Compositional Fluctuations Locked by Athermal Transformation Yielding High Thermoelectric Performance in GeTe

Phase transition in thermoelectric (TE) material is a double‐edged sword—it is undesired for device operation in applications, but the fluctuations near an electronic instability are favorable. Here, Sb doping is used to elicit a spontaneous composition fluctuation showing uphill diffusion in GeTe that is otherwise suspended by diffusionless athermal cubic‐to‐rhombohedral phase transition at around 700 K. The interplay between these two phase transitions yields exquisite composition fluctuations and a coexistence of cubic and rhombohedral phases in favor of exceptional figures‐of‐merit zT. Specifically, alloying GeTe by Sb2Te3 significantly suppresses the thermal conductivity while retaining eligible carrier concentration over a wide composition range, resulting in high zT values of >2.6. These results not only attest to the efficacy of using phase transition in manipulating the microstructures of GeTe‐based materials but also open up a new thermodynamic route to develop higher performance TE materials in general.
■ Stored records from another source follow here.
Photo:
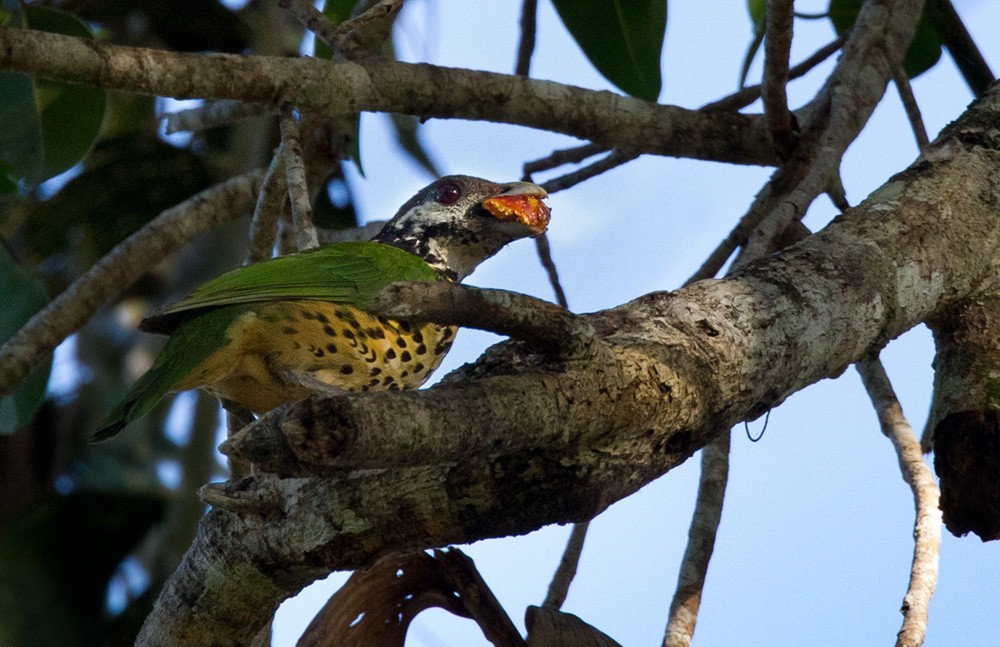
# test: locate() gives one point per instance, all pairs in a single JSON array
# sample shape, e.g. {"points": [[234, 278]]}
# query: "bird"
{"points": [[278, 331]]}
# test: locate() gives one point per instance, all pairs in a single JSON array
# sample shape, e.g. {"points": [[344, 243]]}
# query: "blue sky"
{"points": [[815, 541]]}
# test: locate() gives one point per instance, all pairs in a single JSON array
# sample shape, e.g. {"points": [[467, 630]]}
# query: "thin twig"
{"points": [[560, 157], [116, 272], [314, 20], [211, 115], [927, 526], [614, 159], [777, 47], [751, 93], [526, 46], [566, 571], [902, 82], [270, 202], [378, 11], [295, 172], [701, 542], [545, 257]]}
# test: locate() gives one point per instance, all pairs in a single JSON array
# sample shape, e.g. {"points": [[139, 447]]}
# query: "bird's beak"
{"points": [[521, 203]]}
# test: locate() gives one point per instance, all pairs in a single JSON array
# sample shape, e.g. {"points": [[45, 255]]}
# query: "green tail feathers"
{"points": [[192, 343]]}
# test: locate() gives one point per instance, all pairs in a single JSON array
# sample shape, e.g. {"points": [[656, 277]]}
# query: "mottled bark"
{"points": [[521, 439]]}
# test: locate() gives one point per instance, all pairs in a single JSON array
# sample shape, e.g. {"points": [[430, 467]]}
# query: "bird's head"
{"points": [[458, 222]]}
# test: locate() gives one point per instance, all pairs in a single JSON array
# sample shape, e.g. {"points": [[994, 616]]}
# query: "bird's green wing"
{"points": [[187, 347], [343, 273]]}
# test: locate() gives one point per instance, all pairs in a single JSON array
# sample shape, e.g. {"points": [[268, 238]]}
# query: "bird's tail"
{"points": [[190, 344]]}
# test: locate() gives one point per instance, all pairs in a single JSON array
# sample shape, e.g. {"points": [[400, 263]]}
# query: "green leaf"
{"points": [[50, 126], [925, 49], [622, 38], [23, 295], [338, 11]]}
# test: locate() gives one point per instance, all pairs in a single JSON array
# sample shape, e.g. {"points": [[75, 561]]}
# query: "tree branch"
{"points": [[295, 174], [120, 268], [777, 47], [927, 525], [534, 439], [328, 88], [271, 200]]}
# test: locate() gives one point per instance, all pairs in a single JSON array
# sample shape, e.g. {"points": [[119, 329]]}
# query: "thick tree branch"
{"points": [[681, 367], [123, 265], [701, 542], [777, 47], [828, 125], [324, 87], [927, 525]]}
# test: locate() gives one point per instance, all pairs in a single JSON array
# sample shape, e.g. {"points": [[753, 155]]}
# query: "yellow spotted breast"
{"points": [[282, 352]]}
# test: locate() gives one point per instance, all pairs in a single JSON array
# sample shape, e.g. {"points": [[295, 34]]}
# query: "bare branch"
{"points": [[777, 46], [831, 122], [558, 158], [324, 87], [295, 173], [566, 571], [120, 268], [270, 202], [558, 439], [315, 21], [526, 46], [211, 115], [747, 95], [910, 105], [927, 526], [613, 160], [545, 257], [701, 542]]}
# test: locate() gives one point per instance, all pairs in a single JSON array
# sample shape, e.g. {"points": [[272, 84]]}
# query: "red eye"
{"points": [[448, 193]]}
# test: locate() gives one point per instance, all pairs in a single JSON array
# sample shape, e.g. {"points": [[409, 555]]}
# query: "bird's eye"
{"points": [[448, 193]]}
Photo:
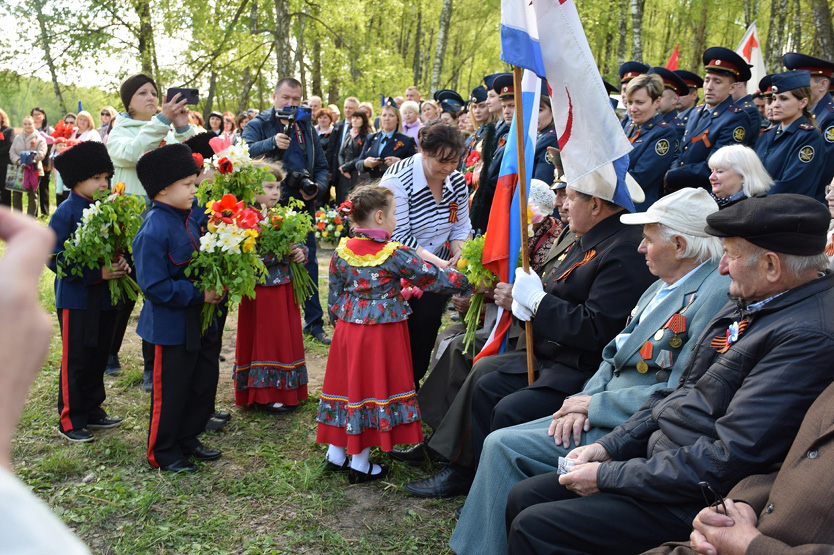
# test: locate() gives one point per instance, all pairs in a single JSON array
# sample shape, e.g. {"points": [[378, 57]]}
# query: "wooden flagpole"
{"points": [[520, 133]]}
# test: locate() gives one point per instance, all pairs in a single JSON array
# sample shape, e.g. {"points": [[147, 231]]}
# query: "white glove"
{"points": [[528, 289], [521, 312]]}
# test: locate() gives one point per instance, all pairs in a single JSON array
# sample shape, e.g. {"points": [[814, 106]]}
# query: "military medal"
{"points": [[645, 353], [677, 324]]}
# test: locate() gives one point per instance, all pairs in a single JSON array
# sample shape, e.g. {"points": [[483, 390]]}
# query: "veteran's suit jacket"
{"points": [[585, 310]]}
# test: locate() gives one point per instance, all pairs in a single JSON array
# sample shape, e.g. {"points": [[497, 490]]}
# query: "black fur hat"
{"points": [[82, 162], [165, 165], [199, 144]]}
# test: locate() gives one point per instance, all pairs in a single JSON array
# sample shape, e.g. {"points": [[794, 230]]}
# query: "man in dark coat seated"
{"points": [[588, 297], [756, 369]]}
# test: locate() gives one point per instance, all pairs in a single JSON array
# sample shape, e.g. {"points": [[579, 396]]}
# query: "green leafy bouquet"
{"points": [[471, 265], [282, 228], [227, 259], [106, 232]]}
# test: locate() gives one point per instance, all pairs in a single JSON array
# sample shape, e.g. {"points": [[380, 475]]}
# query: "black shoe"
{"points": [[446, 483], [77, 436], [357, 477], [113, 366], [203, 453], [418, 454], [215, 423], [219, 415], [320, 336], [181, 465], [283, 409], [333, 467], [104, 423]]}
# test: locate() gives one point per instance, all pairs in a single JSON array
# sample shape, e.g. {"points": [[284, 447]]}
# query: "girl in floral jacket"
{"points": [[368, 397], [270, 365]]}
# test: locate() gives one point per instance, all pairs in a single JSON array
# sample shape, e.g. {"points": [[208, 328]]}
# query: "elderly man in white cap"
{"points": [[588, 296], [649, 354]]}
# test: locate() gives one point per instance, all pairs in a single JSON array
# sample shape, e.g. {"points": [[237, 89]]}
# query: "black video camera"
{"points": [[301, 181]]}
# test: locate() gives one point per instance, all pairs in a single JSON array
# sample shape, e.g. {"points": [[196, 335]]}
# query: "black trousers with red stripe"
{"points": [[182, 399], [81, 382]]}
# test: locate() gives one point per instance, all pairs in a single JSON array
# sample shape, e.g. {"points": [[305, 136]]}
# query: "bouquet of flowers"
{"points": [[282, 228], [236, 174], [471, 265], [330, 225], [106, 232], [227, 260]]}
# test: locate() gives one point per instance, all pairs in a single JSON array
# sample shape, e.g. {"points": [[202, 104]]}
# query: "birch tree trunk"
{"points": [[637, 29], [442, 36], [823, 29]]}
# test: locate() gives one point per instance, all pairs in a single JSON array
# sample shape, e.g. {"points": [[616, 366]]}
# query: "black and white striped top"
{"points": [[420, 220]]}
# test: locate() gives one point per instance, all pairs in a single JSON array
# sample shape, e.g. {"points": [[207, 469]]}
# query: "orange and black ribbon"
{"points": [[722, 343], [453, 212], [588, 256], [702, 137]]}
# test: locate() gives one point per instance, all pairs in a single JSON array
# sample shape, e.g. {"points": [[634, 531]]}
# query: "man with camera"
{"points": [[285, 133]]}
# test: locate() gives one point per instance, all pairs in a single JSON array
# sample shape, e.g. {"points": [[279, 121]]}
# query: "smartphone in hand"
{"points": [[192, 96]]}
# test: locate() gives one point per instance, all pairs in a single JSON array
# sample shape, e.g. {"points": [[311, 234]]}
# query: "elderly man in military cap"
{"points": [[718, 123], [648, 355], [757, 367]]}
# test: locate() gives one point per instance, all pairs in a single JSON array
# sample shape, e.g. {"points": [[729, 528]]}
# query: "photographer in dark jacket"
{"points": [[283, 133]]}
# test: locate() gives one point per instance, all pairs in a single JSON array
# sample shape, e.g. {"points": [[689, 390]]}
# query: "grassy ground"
{"points": [[267, 494]]}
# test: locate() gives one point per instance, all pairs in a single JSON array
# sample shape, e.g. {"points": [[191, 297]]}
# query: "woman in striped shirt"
{"points": [[433, 218]]}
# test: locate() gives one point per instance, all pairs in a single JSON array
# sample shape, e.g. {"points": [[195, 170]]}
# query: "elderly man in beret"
{"points": [[757, 367], [648, 355], [582, 302]]}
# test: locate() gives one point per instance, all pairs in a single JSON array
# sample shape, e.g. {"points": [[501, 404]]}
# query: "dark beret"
{"points": [[783, 223], [83, 161], [165, 166]]}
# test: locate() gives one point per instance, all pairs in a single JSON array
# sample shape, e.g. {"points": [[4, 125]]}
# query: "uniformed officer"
{"points": [[745, 102], [628, 71], [502, 86], [821, 105], [686, 104], [718, 123], [793, 150], [673, 89], [652, 138]]}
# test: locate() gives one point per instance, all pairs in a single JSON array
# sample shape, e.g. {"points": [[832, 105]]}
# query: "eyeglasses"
{"points": [[717, 500]]}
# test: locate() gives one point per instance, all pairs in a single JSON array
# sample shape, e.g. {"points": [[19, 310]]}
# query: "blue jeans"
{"points": [[312, 307]]}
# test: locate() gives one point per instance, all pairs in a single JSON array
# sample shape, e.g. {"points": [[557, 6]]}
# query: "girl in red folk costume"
{"points": [[368, 397], [270, 367]]}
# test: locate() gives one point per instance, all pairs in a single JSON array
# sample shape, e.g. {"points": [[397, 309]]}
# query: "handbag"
{"points": [[14, 178]]}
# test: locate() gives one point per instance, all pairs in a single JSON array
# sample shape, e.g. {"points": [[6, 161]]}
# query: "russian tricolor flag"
{"points": [[502, 244]]}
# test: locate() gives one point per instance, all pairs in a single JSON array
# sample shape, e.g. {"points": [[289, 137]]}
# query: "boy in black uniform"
{"points": [[85, 314], [185, 363]]}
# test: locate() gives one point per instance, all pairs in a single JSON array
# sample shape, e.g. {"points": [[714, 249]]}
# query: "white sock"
{"points": [[362, 463], [336, 455]]}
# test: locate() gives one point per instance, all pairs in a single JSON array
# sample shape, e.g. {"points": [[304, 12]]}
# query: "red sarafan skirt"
{"points": [[270, 366], [368, 397]]}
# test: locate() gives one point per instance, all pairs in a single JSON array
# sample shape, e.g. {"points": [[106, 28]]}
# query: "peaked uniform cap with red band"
{"points": [[726, 62], [814, 66], [631, 69]]}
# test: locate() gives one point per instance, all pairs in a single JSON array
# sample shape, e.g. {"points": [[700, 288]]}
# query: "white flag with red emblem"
{"points": [[750, 49], [590, 135]]}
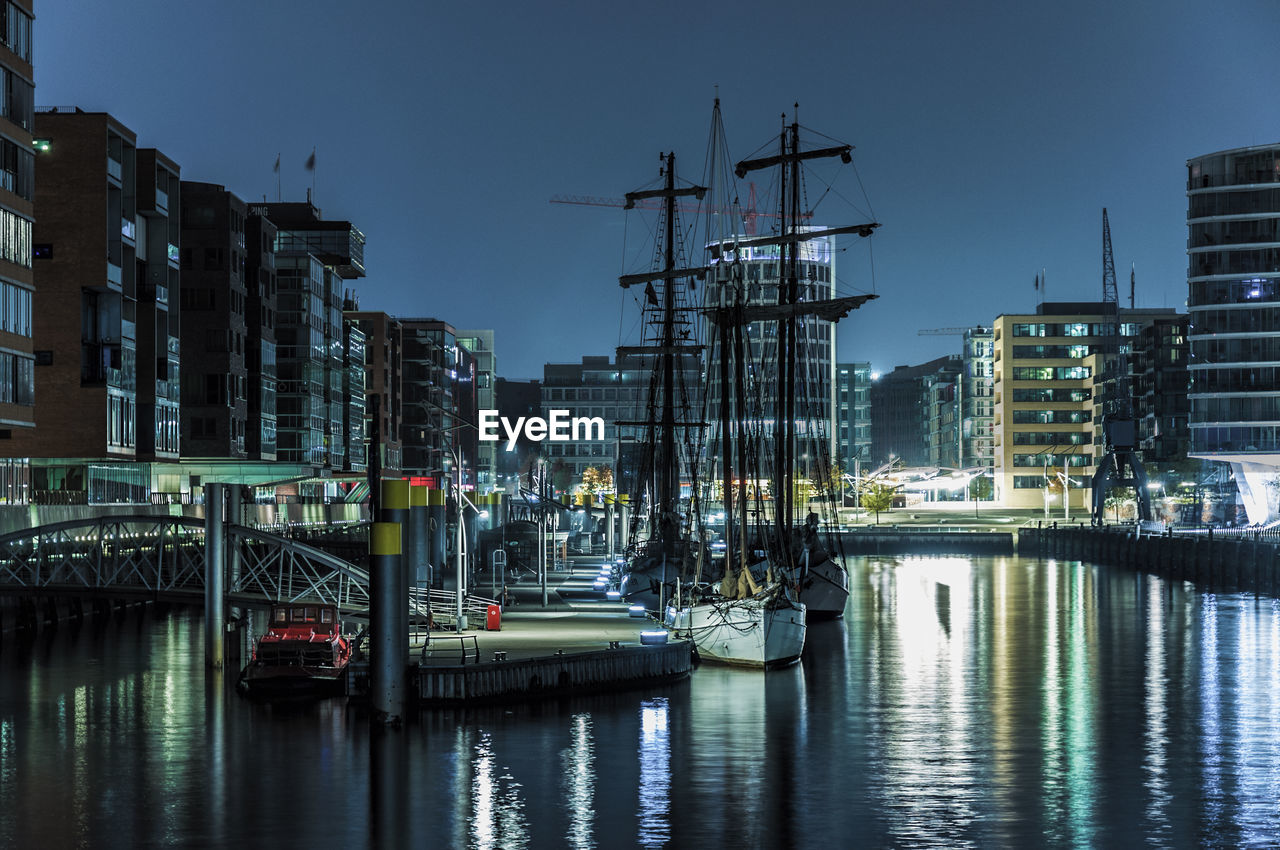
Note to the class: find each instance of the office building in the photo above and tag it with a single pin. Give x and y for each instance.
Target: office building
(1047, 406)
(816, 383)
(1233, 279)
(480, 344)
(17, 282)
(106, 376)
(853, 414)
(382, 382)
The interplay between phase decomposition and athermal phase transition is leveraged in a Ge–Sb–Te ternary system to enable exquisite microstructure features by strong composition fluctuations and coexistence of rhombohedral and cubic GeTe. Specifically, alloying GeTe with Sb2Te3 significantly suppresses thermal conductivity while retaining eligible carrier concentration over a wide composition range, resulting in high zT values of >2.6.